"Aku menginginkan tubuh baru."
"Alena, berhenti berpikir seperti itu."
Dari percakapan itulah, aku benar-benar mengerti. Aku tidak memikirkan tentang kenaifan cara Alena berpikir, tetapi yang menarik perhatianku, seorang perempuan yang kunilai sempurna dengan tubuhnya, justru mengalami tekanan atas ketidakpercayaan dirinya yang menimbulkan ketidakberdayaan.Â
Aku marah kepada Alena, hingga akhirnya dia berbicara tentang kekalahannya menarik perhatian seorang pria yang dia sukai. Alena begitu terisak-isak dan berkata bahwa dia menyadari tidak benar-benar ingin mengubah wajahnya, tetapi hanya menginginkan perasaan cinta untuk dirinya ketika bercermin setelah bertahun-tahun tidak memiliki kekasih. Aku mengerti kegundahannya, tetapi menyayangkan sikapnya. Maka, kukatakan kepada Alena, jika dia lebih mementingkan nilai atau harga diri, aku berani bertaruh, suatu saat, entah dalam waktu cepat atau lambat, dia bisa memenangkan laki-laki itu.
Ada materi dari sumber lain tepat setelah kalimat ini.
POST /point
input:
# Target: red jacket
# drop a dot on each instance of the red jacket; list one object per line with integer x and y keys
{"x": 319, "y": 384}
Begitulah, aku berbicara tentang persaingan mengejar sesuatu di luar untuk merasa damai dengan diri sendiri. Siklus seperti itu tidak pernah berakhir. Mengenai nilai seseorang, aku jadi teringat kasusku sebagai orang yang kompetitif, saat menjadi mahasiswa.
Dulu, aku menghabiskan waktu empat tahun setengah untuk mencoba menjadi sarjana terbaik yang aku bisa, lulus, hanya untuk menjadi seseorang dengan gelar bergengsi. Setelah akhirnya mencapai tujuan yang kupikir akan mengubah segalanya, aku menyadari bahwa sekarang aku tidak harus mengejar apa pun lagi. Satu-satunya yang ingin aku jalani, menghabiskan sisa hidupku dengan menaiki tangga hingga akhir. Itu adalah pilihanku ketika akan berkata, "Aku puas dengan hidupku sekarang."
Prayaga mempertanyakan konsep kepuasan hidupku itu.
"Itu bukan pernyataan menyerah, kan?"
"Tentu saja bukan. Aku hanya ingin berdamai dengan diriku sendiri saja."
"Aku senang kamu bisa lebih tenang sekarang, Suzan."
Aku tersenyum dan kukatakan kepadanya bahwa dialah yang membuat aku lebih baik.